'A revolução será trabalhadora e armada: sintetizando tribunas e socializando experiências' (Vinicius Ferreira)
Camaradas, nenhuma revolução do século XX triunfou sem adesão de parte significativa das forças armadas regulares, sobretudo em suas camadas mais proletarizadas.
Por Vinicius Ferreira para a Tribuna de Debates Preparatória do XVII Congresso Extraordinário.
Camaradas, redijo essa minha primeira tribuna com o intuito de estender o debate inaugurado pelas tribunas dos camaradas Filipe Bezerra e C. Fernandes acerca das possibilidades de mediação tática do partido com a classe trabalhadora organizada em instituições religiosas. Em seguida, disserto sobre a necessidade de estabelecer uma política partidária nacional para organizar militarmente os trabalhadores brasileiros.

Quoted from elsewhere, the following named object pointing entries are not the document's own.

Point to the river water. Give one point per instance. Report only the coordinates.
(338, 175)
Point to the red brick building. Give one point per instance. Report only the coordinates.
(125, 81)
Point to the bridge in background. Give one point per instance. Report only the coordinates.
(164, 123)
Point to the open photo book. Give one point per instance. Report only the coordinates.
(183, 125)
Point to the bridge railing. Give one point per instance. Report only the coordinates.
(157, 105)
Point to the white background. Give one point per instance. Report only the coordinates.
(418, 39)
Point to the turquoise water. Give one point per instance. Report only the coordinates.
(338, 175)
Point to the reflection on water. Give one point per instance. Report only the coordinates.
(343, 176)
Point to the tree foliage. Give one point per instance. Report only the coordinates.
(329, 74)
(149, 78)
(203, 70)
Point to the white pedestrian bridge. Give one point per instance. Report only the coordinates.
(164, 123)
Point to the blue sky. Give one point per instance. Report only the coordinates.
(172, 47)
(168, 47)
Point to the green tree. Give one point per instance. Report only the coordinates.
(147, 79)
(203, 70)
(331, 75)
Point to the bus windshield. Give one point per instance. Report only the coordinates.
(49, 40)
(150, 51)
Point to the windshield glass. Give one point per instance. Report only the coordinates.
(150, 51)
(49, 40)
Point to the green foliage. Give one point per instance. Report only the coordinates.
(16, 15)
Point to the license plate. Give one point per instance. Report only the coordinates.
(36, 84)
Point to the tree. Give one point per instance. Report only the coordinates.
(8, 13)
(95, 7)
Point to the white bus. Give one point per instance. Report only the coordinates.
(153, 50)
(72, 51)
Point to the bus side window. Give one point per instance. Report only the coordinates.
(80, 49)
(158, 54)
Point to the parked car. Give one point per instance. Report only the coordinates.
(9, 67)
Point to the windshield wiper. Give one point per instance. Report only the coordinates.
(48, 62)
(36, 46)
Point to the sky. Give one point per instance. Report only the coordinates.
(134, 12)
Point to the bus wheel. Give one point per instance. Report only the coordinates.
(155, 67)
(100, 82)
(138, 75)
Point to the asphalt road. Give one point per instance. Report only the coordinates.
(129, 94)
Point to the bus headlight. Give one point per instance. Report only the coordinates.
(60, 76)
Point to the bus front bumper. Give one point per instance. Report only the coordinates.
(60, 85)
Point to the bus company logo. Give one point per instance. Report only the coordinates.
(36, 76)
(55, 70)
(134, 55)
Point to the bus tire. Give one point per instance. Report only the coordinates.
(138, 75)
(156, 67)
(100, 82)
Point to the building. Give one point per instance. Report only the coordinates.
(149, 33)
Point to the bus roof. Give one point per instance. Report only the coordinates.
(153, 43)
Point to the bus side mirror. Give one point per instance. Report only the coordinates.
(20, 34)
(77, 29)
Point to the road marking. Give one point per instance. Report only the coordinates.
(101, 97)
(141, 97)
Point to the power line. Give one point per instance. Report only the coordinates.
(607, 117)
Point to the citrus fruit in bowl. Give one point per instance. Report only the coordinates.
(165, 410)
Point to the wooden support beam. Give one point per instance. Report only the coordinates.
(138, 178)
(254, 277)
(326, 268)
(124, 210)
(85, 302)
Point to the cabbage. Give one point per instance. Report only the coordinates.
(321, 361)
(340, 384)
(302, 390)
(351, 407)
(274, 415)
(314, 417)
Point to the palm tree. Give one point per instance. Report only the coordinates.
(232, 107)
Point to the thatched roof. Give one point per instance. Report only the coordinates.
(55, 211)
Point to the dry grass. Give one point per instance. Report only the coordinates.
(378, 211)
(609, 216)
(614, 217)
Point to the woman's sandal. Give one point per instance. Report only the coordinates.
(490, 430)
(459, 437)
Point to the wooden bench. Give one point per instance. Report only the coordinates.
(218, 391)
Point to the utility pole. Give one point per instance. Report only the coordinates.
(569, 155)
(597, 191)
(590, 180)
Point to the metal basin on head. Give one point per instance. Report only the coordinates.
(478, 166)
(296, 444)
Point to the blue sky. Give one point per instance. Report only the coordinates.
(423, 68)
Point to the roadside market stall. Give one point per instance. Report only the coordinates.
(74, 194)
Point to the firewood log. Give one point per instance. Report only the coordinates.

Em primeiro lugar, gostaria de aprofundar as críticas desenvolvidas pelo camarada C. Fernandes à tribuna intitulada “a revolução será evangélica, ou não será”. Para mim ficou clara, ao ler seu conteúdo, a desconexão profunda dessa tribuna com um debate marxista-leninista de alto nível sobre setores estratégicos e agitação e propaganda (a não ser que nossas mediações táticas não precisem ser orientadas pela estratégia da revolução socialista). O que eu quero dizer é que, para além da deformação no materialismo histórico como instrumento científico para conceber e incidir sobre a realidade, observada nas argumentações dessa tribuna na qual o camarada que a redigiu chegou a reivindicar a necessidade de nós comunistas lermos a bíblia (inclusive já a li por ter sido criado no catolicismo) para melhorar nossa intervenção junto aos trabalhadores evangélicos (ignorando a premissa marxista-leninista de que nossa intervenção junto ao proletariado será tanto melhor quanto mais conectada estiver aos seus “problemas concretos da vida concreta”), devemos nos provocar: a “apropriação crítica” dessa religiosidade professada por trabalhadores nos conduzirá à qual formulação teórica e à qual capacidade política para mobilizar vitórias econômicas e militares (no sentido político, concebido por Gramsci em seu conceito de “guerra de posição”) do proletariado contra a burguesia e seu Estado? Ora, se evangélicos são em sua maioria trabalhadores em condições de paralisar a produção, que lhes organizemos por seus locais de trabalho, não? Além disso, nem sequer são maioria entre os cristãos no Brasil. Me surpreende o camarada da referida tribuna expor uma tabela sobre a composição religiosa da classe trabalhadora brasileira e, ao observar os dados que documentam que a classe trabalhadora segue sendo majoritariamente católica no Brasil (largamente superior ainda ao número de evangélicos), ainda assim insistir numa eventual primazia tática do segmento evangélico.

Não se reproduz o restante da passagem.